Ten or fifteen minutes went by before he came out of the church. I’d just decided to leave when he came down the stairs, a small group of people still hovering around him. Reverend Page hung behind, smiling, and Childe shook hands and grinned and said, “Thankee” a dozen times.

He saw me and called, “Hold up, Charlie ol’ son! Don’t go running off just yet.”

I waited. Eventually everyone sauntered off, spiritually invigorated and stuffed with food. Reverend Childe and Reverend Page trotted down, and I went to meet them at the foot of the stairs. Page clasped my hand, said, “Did you know what Reverend Childe was going to do, Brother Charlie?”

I shook my head, and Page said, “It was spectacular, though, wasn’t it? Unconventional, that’s for sure. But it certainly did get the message across.”
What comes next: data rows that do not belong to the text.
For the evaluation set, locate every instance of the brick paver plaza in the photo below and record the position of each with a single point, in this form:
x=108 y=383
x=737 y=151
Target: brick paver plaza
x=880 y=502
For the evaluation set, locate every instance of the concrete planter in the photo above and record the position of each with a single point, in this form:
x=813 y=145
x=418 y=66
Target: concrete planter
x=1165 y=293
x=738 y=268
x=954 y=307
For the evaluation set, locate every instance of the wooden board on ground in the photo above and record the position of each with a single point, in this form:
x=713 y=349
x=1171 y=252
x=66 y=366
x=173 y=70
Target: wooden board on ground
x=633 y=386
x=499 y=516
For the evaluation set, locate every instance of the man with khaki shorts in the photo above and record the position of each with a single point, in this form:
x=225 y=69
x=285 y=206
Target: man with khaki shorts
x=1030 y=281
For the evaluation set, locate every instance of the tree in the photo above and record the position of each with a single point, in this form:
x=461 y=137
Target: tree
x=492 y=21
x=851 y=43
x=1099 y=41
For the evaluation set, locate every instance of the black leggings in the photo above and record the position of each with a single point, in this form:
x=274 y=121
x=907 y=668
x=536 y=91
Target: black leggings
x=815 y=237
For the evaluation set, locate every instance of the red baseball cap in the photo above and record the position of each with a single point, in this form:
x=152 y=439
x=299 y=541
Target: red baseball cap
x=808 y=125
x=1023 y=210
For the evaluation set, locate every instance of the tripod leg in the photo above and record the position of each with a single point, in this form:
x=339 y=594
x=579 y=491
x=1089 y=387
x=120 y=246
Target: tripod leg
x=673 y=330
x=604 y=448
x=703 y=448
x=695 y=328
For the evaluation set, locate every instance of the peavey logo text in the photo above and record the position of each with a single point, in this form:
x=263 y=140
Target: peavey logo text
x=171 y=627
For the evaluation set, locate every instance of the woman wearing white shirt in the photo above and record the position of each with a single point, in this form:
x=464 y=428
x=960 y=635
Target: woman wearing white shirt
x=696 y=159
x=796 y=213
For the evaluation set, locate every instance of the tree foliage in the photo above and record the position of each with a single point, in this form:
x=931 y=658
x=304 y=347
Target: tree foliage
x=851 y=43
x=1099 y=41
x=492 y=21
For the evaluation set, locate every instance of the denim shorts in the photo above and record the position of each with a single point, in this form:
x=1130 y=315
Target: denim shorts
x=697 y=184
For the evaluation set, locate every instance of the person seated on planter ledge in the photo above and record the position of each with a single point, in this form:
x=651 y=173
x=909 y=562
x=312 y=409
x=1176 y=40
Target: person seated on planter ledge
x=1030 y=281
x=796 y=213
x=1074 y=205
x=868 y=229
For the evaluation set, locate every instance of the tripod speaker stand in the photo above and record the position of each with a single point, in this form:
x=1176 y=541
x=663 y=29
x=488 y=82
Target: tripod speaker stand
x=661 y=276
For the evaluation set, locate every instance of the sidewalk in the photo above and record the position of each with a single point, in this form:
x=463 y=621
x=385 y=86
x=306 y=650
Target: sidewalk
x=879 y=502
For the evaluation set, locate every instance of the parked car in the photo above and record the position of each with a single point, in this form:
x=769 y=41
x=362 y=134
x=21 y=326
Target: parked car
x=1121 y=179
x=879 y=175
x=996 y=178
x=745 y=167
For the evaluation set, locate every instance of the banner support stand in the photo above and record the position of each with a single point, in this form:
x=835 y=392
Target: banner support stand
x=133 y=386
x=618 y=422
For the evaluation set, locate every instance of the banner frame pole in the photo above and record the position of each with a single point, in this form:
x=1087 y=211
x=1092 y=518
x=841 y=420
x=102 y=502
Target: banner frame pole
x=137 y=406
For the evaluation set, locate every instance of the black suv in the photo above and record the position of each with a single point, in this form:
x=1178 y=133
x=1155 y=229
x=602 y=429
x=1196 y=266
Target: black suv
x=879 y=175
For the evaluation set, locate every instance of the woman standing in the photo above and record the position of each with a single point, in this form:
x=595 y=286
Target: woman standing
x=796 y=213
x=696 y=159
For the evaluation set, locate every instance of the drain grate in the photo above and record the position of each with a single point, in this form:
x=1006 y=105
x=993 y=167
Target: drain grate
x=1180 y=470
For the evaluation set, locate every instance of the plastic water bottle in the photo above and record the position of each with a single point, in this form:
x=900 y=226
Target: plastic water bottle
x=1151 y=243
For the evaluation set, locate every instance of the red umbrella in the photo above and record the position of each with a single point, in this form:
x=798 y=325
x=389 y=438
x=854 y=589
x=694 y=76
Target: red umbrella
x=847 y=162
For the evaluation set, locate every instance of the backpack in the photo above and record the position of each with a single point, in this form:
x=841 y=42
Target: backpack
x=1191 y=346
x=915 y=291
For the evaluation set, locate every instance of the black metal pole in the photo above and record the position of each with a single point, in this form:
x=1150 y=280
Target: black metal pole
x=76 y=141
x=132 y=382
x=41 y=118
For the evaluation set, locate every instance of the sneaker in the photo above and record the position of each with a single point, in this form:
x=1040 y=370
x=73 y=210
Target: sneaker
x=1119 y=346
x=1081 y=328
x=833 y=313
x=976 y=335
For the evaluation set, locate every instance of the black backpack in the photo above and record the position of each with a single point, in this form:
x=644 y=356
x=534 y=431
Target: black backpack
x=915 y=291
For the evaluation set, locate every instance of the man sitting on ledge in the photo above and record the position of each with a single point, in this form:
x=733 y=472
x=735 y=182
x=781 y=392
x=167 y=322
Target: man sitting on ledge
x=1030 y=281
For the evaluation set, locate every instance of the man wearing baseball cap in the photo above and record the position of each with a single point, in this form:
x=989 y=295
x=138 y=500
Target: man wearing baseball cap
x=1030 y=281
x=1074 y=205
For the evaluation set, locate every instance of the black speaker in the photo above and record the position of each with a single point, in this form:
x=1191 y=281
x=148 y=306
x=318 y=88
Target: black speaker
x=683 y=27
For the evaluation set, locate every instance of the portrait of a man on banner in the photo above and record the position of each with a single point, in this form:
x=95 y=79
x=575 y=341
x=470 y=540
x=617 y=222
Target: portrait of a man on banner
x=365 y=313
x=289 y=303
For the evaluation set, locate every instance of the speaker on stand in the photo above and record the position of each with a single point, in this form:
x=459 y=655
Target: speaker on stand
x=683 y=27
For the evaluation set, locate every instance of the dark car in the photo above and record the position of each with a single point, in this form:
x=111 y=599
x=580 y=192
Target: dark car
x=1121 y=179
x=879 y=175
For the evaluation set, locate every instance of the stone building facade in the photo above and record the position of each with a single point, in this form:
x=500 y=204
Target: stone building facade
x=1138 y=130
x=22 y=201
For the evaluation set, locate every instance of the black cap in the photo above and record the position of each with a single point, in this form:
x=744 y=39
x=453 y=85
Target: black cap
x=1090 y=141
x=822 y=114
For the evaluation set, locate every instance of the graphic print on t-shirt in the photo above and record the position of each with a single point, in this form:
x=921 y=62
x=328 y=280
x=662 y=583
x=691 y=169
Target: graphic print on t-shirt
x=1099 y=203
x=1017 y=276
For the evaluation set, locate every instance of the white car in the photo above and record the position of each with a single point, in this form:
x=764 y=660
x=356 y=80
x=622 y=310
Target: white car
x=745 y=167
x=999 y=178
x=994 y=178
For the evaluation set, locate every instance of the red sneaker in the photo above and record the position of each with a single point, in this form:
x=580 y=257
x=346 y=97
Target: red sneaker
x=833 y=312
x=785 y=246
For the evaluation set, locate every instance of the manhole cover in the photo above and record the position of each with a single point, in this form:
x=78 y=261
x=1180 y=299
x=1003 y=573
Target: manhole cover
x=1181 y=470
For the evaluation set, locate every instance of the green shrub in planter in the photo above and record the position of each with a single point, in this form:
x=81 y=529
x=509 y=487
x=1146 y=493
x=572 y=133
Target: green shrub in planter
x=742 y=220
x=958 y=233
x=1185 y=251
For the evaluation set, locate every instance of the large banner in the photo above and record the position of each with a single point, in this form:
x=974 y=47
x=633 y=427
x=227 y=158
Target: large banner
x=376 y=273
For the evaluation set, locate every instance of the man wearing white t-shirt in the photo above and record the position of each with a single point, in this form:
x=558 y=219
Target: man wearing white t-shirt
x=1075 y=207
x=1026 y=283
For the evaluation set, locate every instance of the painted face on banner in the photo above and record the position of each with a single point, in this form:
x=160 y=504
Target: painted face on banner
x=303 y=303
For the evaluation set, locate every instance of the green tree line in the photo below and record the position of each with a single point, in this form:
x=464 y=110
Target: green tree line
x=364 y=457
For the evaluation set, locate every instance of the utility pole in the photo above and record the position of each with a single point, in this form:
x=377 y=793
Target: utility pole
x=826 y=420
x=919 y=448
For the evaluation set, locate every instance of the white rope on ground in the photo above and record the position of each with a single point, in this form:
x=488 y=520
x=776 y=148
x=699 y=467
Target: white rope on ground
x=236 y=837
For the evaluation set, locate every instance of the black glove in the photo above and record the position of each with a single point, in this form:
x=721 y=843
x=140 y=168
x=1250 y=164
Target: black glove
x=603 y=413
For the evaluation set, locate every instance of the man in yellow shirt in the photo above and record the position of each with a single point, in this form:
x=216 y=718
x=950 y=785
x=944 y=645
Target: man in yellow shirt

“Kind of you, Brother,” Childe said, clapping Page on the shoulder. “It was a right honor to do it. You’ve got the finest congregation here I’ve seen in a long time. It’s a real risky proposition, walking into someone’s church and saying something like what I said, but the Lord’s light’s strong in ’em. It’s obvious you’re doing God’s work here.”

I stood there watching them stroke each other’s divine egos for a few minutes, then said, “Well, I appreciate the in-vite, Childe. It was fun, but I guess I’d better get moving.”

His face went serious. “What, you mean on down to Florida? Already?”

“Well, probably tomorrow morning. I figured I’d find a room tonight and get some rest. Got a long way to go.”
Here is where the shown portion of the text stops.